Adapun pada 13 Dzulhijjah, pelaksanaan lontar dijadwalkan pukul 05.00–12.00 waktu Arab Saudi tanpa waktu larangan khusus.
Maria kembali mengingatkan jemaah agar tidak memaksakan diri dan tidak berangkat sendiri menuju Jamarat.
“Kami mengimbau jemaah untuk tidak terburu-buru dan tidak memaksakan diri. Ikuti jadwal, gunakan jalur resmi, dan jangan memisahkan diri dari rombongan. Keselamatan jemaah harus menjadi perhatian bersama,” ujarnya.
Untuk memperkuat layanan selama fase Mina, Kemenhaj menyiagakan sebanyak 1.356 Petugas Satgas Mina yang ditempatkan di berbagai titik strategis, mulai jalur pergerakan jemaah, pos rute Jamarat, pos MCR bawah dan atas, hingga pos koordinator tanazul.
Maria juga mengingatkan kondisi cuaca di Mina pada siang hari masih sangat panas sehingga jemaah diminta menjaga kesehatan, memperbanyak minum air putih, menggunakan pelindung kepala, serta membatasi aktivitas fisik yang tidak diperlukan.

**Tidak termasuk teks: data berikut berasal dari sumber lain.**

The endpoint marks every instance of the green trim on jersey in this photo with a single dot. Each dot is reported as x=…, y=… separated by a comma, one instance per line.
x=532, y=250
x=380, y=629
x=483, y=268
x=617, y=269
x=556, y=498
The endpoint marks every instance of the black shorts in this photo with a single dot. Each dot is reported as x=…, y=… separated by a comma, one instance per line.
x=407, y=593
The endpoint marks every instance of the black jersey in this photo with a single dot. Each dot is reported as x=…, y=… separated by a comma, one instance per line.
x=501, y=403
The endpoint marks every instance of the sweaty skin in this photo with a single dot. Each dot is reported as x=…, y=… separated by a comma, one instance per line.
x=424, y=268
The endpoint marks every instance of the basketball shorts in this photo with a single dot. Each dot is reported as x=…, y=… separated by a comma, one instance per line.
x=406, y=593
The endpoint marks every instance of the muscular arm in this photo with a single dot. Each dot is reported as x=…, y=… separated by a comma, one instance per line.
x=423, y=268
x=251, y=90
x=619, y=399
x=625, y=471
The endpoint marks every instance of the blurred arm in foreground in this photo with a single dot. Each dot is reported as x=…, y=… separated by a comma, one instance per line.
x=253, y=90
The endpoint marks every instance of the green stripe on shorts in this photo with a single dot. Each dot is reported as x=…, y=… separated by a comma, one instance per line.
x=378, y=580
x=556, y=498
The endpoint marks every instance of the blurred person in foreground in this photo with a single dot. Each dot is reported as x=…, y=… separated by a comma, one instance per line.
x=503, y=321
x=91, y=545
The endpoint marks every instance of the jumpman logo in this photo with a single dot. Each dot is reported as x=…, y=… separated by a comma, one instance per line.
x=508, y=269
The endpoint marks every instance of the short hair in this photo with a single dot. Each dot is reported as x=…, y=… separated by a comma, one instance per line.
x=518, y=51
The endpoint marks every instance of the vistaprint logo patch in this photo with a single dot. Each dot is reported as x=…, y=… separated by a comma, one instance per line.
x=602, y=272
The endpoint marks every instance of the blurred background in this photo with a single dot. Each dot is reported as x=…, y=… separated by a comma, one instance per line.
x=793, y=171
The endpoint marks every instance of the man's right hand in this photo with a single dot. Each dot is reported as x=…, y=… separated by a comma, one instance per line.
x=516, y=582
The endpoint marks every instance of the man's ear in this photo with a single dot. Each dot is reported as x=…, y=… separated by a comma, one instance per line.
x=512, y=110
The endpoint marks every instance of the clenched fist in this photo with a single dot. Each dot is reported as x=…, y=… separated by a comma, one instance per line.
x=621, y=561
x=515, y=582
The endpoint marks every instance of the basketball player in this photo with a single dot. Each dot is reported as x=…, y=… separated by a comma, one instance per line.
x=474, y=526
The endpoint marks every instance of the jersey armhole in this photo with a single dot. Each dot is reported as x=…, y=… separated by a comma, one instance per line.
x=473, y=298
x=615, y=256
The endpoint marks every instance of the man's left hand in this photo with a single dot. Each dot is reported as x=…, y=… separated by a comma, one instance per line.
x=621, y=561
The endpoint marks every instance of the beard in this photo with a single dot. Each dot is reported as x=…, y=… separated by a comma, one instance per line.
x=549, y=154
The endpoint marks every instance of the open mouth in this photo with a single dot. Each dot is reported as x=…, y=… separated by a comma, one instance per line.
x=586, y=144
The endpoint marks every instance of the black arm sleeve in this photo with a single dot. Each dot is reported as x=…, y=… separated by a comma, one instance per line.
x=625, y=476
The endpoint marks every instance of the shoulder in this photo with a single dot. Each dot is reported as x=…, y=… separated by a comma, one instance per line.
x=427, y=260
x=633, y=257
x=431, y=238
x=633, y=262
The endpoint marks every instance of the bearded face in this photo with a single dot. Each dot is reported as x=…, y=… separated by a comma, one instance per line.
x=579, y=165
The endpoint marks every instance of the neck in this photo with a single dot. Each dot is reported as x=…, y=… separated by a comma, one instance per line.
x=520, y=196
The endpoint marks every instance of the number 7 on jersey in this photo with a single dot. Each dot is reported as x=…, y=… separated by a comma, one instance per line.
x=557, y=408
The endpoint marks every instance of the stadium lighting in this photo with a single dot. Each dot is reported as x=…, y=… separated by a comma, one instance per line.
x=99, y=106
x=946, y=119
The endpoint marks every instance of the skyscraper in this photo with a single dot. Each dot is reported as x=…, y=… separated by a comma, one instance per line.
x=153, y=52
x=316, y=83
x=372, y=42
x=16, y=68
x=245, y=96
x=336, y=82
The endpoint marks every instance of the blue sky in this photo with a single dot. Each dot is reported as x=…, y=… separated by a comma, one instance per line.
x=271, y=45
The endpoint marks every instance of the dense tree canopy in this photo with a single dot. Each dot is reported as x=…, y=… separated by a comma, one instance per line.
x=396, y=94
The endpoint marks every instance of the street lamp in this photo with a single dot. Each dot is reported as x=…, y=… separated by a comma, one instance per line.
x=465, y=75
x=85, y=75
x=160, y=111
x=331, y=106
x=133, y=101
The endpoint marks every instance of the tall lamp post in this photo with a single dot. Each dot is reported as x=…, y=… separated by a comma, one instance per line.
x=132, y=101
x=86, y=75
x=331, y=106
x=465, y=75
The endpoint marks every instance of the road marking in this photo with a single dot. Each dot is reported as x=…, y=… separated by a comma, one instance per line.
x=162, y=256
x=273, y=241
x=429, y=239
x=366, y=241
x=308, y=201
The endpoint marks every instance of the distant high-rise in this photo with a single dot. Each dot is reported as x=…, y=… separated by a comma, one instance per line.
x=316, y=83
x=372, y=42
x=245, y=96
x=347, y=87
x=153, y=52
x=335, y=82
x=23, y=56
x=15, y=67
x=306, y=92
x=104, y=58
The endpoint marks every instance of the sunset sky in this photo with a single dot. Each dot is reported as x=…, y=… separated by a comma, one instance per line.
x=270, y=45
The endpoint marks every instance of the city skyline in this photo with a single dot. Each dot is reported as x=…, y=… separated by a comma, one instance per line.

“Kami meminta keluarga kloter, ketua rombongan, ketua regu, dan sesama jemaah untuk memberikan perhatian lebih kepada jemaah lansia, disabilitas, perempuan, dan jemaah dengan risiko kesehatan tinggi,” kata Maria.
Kemenhaj memastikan seluruh layanan selama fase Mina, mulai dari transportasi, konsumsi, kesehatan, bimbingan ibadah, hingga pelindungan jemaah terus diperkuat sampai seluruh rangkaian Armuzna selesai.
“Kami mengajak seluruh jemaah untuk menjaga kekompakan, saling membantu, saling mengingatkan, dan saling menjaga. Semangat gotong royong dan ukhuwah menjadi bagian penting dalam mewujudkan ibadah haji yang aman, tertib, nyaman, dan penuh keberkahan,” tutup Maria.